Pinnacle (Rutger Paragon): known as the world’s perfect man. Many people find him insufferable, but Pinnacle is a true hero in the classic sense. You’re proud to work with him once again.[/sblock]
[sblock=Pinnacle]
Pinnacle (Rutger Paragon)
Personality: You’re a public hero with no secret identity. You’re also a billionaire playboy with a vast international media and manufacturing empire. You have your own PR agent, seven sports cars, and a security force to help you crime fight. Sometimes heroes and villains find you a little too perfect, but people love you, and you love your life.
Until now.
Your company has turned against you. Everyone you employ is no longer loyal to you, and refuses to take any direction from you whatsoever. They have all been following instructions from a “hero” calling herself Rapture. You don’t know who this Rapture is, but when you went to confront her you sense that she tried to mentally influence you as well. You just barely fought off the emotional attack, and have retreated to one of your secret sanctums to determine a plan against this insidious foe. Now you have been contacted by an old enemy, and you may have to make an unholy alliance in order to beat a greater foe.
Goals (which may earn you hero points!): Be a pinnacle: self-confident, slightly snobbish, handsome, charming, and devastatingly heroic. Have no patience for double-dealing or unethical behavior. Be stern but flexible (especially if forced to work with villains); you can temporarily ally with them, but you can also take the opportunity to lecture them about their evil ways!
Tactics: You have no super-powers per se, but all of your abilities scores are naturally at 30… and you have “jack of all trades”, which makes you adept at any skill. That means that you’re pretty much good at anything.
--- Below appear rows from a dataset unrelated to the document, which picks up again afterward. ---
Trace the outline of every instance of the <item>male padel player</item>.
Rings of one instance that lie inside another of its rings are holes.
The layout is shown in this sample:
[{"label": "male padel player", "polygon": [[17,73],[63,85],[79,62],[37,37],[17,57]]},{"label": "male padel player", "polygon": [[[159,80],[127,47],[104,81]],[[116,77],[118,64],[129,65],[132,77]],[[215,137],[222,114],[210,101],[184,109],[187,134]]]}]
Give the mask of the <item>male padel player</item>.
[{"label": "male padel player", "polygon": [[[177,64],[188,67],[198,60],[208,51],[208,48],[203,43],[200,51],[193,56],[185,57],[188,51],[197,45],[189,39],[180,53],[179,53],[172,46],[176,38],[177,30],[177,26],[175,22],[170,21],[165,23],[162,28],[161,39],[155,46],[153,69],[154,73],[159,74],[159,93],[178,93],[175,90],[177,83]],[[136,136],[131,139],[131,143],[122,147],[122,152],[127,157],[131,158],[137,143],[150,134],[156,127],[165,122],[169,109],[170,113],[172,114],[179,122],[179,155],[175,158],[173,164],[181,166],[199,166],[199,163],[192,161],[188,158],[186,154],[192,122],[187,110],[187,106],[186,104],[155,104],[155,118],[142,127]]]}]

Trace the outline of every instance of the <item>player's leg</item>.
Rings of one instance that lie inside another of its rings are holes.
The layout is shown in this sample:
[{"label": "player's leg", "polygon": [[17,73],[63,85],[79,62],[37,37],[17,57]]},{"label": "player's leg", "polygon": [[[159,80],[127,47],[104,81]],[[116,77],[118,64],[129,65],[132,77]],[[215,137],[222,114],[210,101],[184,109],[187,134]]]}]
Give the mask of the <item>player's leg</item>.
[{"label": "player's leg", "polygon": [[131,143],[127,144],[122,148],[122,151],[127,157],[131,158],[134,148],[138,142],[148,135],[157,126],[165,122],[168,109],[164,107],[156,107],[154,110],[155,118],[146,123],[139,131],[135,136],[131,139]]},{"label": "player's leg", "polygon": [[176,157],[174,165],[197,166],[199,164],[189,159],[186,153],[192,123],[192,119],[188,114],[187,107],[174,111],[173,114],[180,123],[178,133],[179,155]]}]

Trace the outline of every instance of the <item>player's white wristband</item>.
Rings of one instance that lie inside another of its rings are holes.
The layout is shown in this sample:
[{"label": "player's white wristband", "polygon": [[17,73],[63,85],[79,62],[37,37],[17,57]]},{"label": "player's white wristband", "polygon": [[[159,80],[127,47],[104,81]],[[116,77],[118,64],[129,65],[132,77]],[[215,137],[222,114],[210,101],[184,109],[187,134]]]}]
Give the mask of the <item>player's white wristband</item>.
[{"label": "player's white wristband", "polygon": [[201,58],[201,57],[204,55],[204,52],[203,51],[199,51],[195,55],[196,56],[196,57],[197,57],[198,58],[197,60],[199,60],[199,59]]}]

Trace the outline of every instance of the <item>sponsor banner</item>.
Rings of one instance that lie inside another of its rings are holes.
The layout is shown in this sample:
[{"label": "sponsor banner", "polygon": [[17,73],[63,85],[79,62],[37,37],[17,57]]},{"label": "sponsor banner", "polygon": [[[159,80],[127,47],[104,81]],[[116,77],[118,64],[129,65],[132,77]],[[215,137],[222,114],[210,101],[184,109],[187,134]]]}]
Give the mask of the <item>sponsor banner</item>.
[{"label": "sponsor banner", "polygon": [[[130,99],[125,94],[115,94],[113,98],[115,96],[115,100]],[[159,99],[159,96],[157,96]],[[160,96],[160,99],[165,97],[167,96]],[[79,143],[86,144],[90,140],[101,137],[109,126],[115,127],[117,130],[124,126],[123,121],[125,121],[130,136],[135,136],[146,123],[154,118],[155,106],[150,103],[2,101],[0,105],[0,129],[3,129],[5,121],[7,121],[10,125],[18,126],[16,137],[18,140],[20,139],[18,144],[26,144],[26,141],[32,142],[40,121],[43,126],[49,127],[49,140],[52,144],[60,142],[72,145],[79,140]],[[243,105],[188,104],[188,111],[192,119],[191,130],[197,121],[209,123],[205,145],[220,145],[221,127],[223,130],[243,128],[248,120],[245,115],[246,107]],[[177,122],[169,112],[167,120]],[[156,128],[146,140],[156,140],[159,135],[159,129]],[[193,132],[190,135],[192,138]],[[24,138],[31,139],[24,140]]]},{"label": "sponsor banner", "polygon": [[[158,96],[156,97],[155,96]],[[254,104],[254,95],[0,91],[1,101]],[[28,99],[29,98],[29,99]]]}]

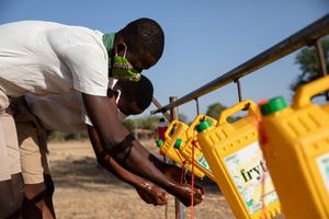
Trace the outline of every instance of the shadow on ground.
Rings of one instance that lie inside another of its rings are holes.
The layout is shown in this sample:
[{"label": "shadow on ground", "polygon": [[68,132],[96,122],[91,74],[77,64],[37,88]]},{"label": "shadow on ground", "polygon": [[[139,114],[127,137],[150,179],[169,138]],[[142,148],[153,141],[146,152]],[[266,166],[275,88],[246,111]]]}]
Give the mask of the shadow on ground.
[{"label": "shadow on ground", "polygon": [[[116,178],[97,163],[95,158],[61,159],[53,161],[52,176],[55,186],[82,189],[107,191],[109,187],[132,188],[131,185]],[[196,178],[196,184],[204,187],[206,193],[219,193],[217,185],[207,177]]]}]

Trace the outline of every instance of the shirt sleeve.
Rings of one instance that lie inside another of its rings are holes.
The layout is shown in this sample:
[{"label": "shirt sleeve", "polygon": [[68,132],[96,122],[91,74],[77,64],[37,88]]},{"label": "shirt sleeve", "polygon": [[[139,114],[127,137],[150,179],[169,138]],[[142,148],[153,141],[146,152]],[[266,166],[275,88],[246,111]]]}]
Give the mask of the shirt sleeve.
[{"label": "shirt sleeve", "polygon": [[106,96],[107,60],[98,45],[83,43],[61,50],[63,62],[72,73],[73,88],[90,95]]}]

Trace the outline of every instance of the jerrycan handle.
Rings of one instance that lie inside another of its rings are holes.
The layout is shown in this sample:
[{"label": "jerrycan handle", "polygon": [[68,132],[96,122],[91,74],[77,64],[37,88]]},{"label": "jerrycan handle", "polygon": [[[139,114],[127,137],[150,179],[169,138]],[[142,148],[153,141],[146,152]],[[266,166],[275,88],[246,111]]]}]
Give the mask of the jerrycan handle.
[{"label": "jerrycan handle", "polygon": [[296,91],[293,99],[293,108],[300,108],[310,104],[310,99],[316,94],[329,90],[329,76],[309,82]]},{"label": "jerrycan handle", "polygon": [[236,105],[223,111],[220,113],[220,115],[218,116],[217,126],[219,126],[222,124],[226,124],[228,116],[231,116],[235,113],[242,111],[243,108],[248,108],[248,115],[257,114],[257,104],[253,103],[251,100],[247,99],[247,100],[241,101],[241,102],[237,103]]},{"label": "jerrycan handle", "polygon": [[[171,130],[177,127],[177,130],[174,131],[173,135],[170,136]],[[188,129],[188,125],[185,125],[182,122],[179,120],[172,120],[171,124],[169,125],[169,127],[167,128],[166,132],[164,132],[164,137],[166,139],[171,139],[171,138],[175,138],[177,135],[181,135],[182,132],[184,132]]]},{"label": "jerrycan handle", "polygon": [[167,130],[164,131],[166,139],[169,138],[169,134],[173,129],[173,127],[179,123],[179,120],[172,120],[170,125],[168,126]]},{"label": "jerrycan handle", "polygon": [[200,124],[201,120],[203,120],[206,116],[198,114],[194,120],[192,122],[192,124],[189,126],[188,130],[186,130],[186,135],[188,138],[191,138],[193,136],[193,131],[195,129],[195,127]]}]

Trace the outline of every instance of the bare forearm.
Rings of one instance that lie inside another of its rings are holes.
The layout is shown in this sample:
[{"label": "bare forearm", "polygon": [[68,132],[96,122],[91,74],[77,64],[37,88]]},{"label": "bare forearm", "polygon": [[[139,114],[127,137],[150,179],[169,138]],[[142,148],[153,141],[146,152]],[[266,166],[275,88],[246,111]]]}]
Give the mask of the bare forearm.
[{"label": "bare forearm", "polygon": [[83,103],[103,150],[134,173],[171,189],[175,185],[151,162],[152,155],[135,139],[116,117],[115,100],[83,94]]}]

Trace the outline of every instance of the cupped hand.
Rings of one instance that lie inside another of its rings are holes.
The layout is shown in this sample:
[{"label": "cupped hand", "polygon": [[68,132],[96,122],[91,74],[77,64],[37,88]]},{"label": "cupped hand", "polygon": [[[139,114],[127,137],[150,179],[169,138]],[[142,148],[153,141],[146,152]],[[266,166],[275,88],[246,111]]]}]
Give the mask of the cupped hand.
[{"label": "cupped hand", "polygon": [[[192,188],[190,184],[179,184],[172,191],[174,195],[184,206],[189,207],[192,204]],[[201,204],[203,200],[203,193],[201,189],[193,188],[193,206]]]},{"label": "cupped hand", "polygon": [[168,201],[167,193],[152,183],[146,183],[140,187],[136,187],[136,191],[139,197],[147,204],[162,206]]}]

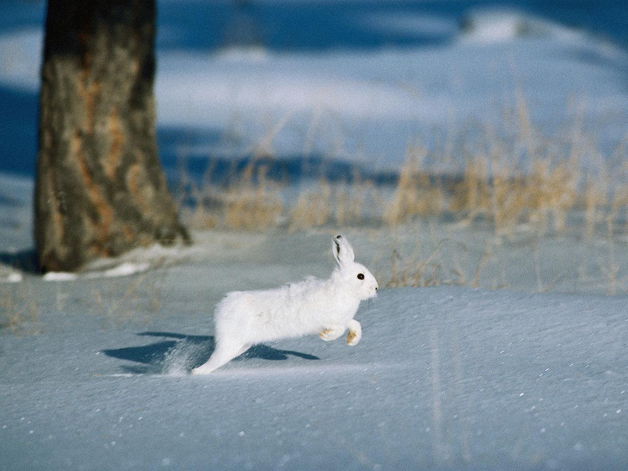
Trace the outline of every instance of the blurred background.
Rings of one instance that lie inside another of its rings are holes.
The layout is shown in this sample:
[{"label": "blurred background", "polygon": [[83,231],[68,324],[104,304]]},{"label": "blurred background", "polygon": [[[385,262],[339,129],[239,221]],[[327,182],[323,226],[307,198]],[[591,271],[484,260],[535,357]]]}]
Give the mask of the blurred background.
[{"label": "blurred background", "polygon": [[[171,178],[178,159],[202,173],[212,158],[254,155],[394,171],[409,146],[437,153],[426,160],[455,172],[463,160],[457,146],[468,147],[487,126],[506,137],[509,116],[523,107],[539,139],[560,145],[577,127],[589,164],[610,160],[625,142],[624,2],[157,7],[158,140]],[[34,172],[45,15],[44,1],[0,3],[0,171]]]}]

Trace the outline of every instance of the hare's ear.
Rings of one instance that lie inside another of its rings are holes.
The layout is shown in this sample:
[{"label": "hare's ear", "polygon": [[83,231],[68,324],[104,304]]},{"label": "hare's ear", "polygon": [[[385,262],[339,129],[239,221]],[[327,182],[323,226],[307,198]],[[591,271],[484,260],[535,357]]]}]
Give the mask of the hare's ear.
[{"label": "hare's ear", "polygon": [[333,240],[332,251],[336,263],[340,267],[348,266],[354,261],[353,248],[342,236],[337,236]]}]

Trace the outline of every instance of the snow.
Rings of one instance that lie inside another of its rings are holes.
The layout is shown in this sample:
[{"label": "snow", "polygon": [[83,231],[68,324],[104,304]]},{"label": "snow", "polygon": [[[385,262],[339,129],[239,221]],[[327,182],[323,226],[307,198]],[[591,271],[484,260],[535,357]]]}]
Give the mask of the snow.
[{"label": "snow", "polygon": [[0,469],[619,469],[628,458],[625,298],[384,290],[359,311],[355,347],[287,340],[192,377],[220,293],[180,284],[181,273],[167,276],[178,292],[167,315],[148,324],[103,328],[80,303],[47,313],[36,337],[4,337]]},{"label": "snow", "polygon": [[[465,11],[462,3],[443,3],[425,11],[420,4],[372,10],[332,2],[324,4],[338,9],[336,17],[312,14],[347,31],[320,30],[318,40],[340,42],[317,48],[316,38],[301,37],[305,33],[293,32],[296,45],[288,33],[269,36],[258,24],[285,28],[282,22],[292,18],[306,26],[300,8],[313,6],[263,2],[249,18],[226,3],[210,11],[211,4],[165,2],[160,9],[158,124],[183,136],[200,132],[203,142],[178,143],[192,156],[241,157],[265,143],[279,156],[313,153],[396,168],[408,143],[433,148],[435,129],[464,132],[470,123],[499,122],[517,94],[544,135],[556,138],[573,126],[578,109],[582,131],[607,156],[626,137],[617,123],[628,120],[628,55],[582,28],[523,9]],[[240,43],[217,36],[236,34],[238,21],[251,23],[246,34],[259,30],[260,41],[247,43],[242,31]],[[622,40],[619,28],[614,34]],[[356,48],[352,35],[379,42]],[[36,93],[42,37],[41,27],[31,24],[0,31],[0,85]],[[403,47],[387,45],[386,38]],[[6,119],[3,126],[11,124]],[[163,143],[167,165],[174,165],[176,148]]]},{"label": "snow", "polygon": [[[167,169],[181,142],[394,168],[435,129],[499,119],[517,90],[544,133],[564,131],[573,99],[603,150],[625,137],[628,30],[610,4],[572,28],[550,3],[251,3],[279,33],[239,45],[220,42],[232,2],[160,3],[158,126],[203,136],[162,143]],[[0,4],[0,471],[626,468],[625,235],[500,238],[437,219],[344,229],[382,288],[393,249],[436,254],[423,281],[443,285],[381,290],[355,347],[287,339],[205,377],[188,372],[213,350],[214,305],[327,276],[335,229],[197,232],[190,247],[37,274],[25,163],[43,11]]]}]

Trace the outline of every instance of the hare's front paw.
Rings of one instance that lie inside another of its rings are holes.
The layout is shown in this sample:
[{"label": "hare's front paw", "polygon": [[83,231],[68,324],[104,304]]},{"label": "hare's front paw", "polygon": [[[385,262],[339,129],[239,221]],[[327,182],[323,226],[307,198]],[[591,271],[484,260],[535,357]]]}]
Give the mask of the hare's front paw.
[{"label": "hare's front paw", "polygon": [[357,320],[352,320],[349,323],[349,333],[347,334],[347,345],[350,347],[357,345],[362,338],[362,326]]},{"label": "hare's front paw", "polygon": [[334,327],[333,328],[326,328],[322,332],[319,332],[318,337],[322,338],[325,342],[329,342],[330,340],[335,340],[337,338],[340,338],[342,334],[345,333],[345,328],[344,327]]}]

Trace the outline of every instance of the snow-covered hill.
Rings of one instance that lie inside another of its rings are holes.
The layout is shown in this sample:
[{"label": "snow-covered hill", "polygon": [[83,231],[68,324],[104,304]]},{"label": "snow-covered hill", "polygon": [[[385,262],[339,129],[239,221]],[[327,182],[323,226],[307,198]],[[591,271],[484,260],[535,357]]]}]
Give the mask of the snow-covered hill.
[{"label": "snow-covered hill", "polygon": [[106,328],[75,298],[86,286],[60,311],[42,292],[44,331],[3,335],[0,469],[628,463],[625,298],[384,290],[359,312],[355,347],[284,340],[193,377],[219,296],[206,284],[177,271],[162,317]]}]

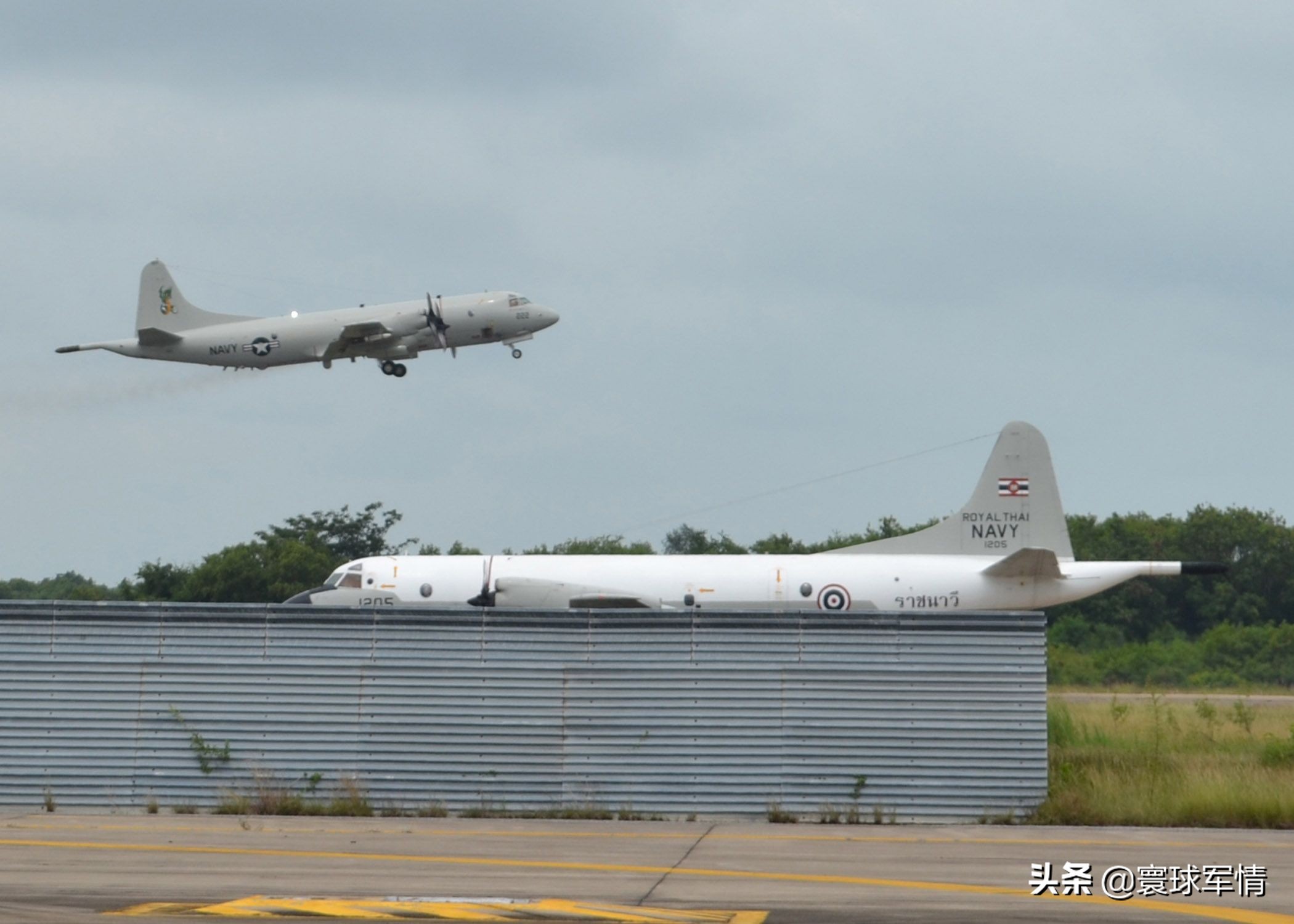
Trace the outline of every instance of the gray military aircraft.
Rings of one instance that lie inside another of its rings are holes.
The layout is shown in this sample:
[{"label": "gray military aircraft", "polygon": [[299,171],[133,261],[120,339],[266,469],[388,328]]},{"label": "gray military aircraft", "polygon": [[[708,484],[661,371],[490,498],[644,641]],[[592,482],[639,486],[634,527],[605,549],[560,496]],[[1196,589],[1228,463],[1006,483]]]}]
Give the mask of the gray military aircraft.
[{"label": "gray military aircraft", "polygon": [[360,305],[280,317],[216,314],[194,307],[160,260],[140,274],[135,336],[60,347],[58,353],[107,349],[122,356],[198,362],[225,369],[267,369],[299,362],[361,357],[377,360],[386,375],[402,377],[401,360],[427,349],[502,343],[521,358],[516,344],[558,322],[551,308],[507,291],[480,295],[432,295],[414,302]]}]

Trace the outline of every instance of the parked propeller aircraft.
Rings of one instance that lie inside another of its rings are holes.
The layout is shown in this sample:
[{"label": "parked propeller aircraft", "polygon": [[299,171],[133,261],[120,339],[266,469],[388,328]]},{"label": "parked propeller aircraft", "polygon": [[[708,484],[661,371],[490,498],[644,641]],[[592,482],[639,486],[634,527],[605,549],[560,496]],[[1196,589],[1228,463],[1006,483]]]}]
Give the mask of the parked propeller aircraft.
[{"label": "parked propeller aircraft", "polygon": [[1035,610],[1210,562],[1075,562],[1051,453],[1008,423],[970,501],[933,527],[815,555],[389,555],[287,603],[525,608]]},{"label": "parked propeller aircraft", "polygon": [[160,260],[140,276],[136,335],[60,347],[56,352],[107,349],[122,356],[173,362],[199,362],[226,369],[268,369],[299,362],[360,357],[377,360],[386,375],[402,377],[411,360],[427,349],[502,343],[521,358],[516,344],[558,322],[558,313],[518,292],[432,296],[322,312],[290,312],[280,317],[216,314],[201,311],[180,294]]}]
You’re also a beloved billionaire, with the resources to draw on accordingly.
Your only weakness is travel; you have to use your sports cars.
Other heroes and villains you may end up working with:
Doctor Primus: Your old enemy, an egomaniacal dictator of global proportions. Even if he is on your team, he will be up to no good.
Migraine: This disembodied brain is insane but highly effective at mind control. Perhaps he has insight into Rapture’s powers.
Knockout: Migraine’s new protégé, a beautiful young girl who could easily be a supermodel. You could easily see yourself taking her to a nightclub in Paris, but only if she gave up her life of crime - and if her personality is as beautiful as her face.
Yodeling Roach: a giant mutant cockroach. You suppose he’s a hero, but he’s not particularly in your league. The two of you will never move in the same circles.
Loophole: This sneak-thief has amazing powers of transportation. He doesn’t seem like much of a villain, though; he seriously lacks style.
Killswitch: another famous hero, and one of the smartest men in the world. He’s not the easiest person to get along with, but you trust him completely.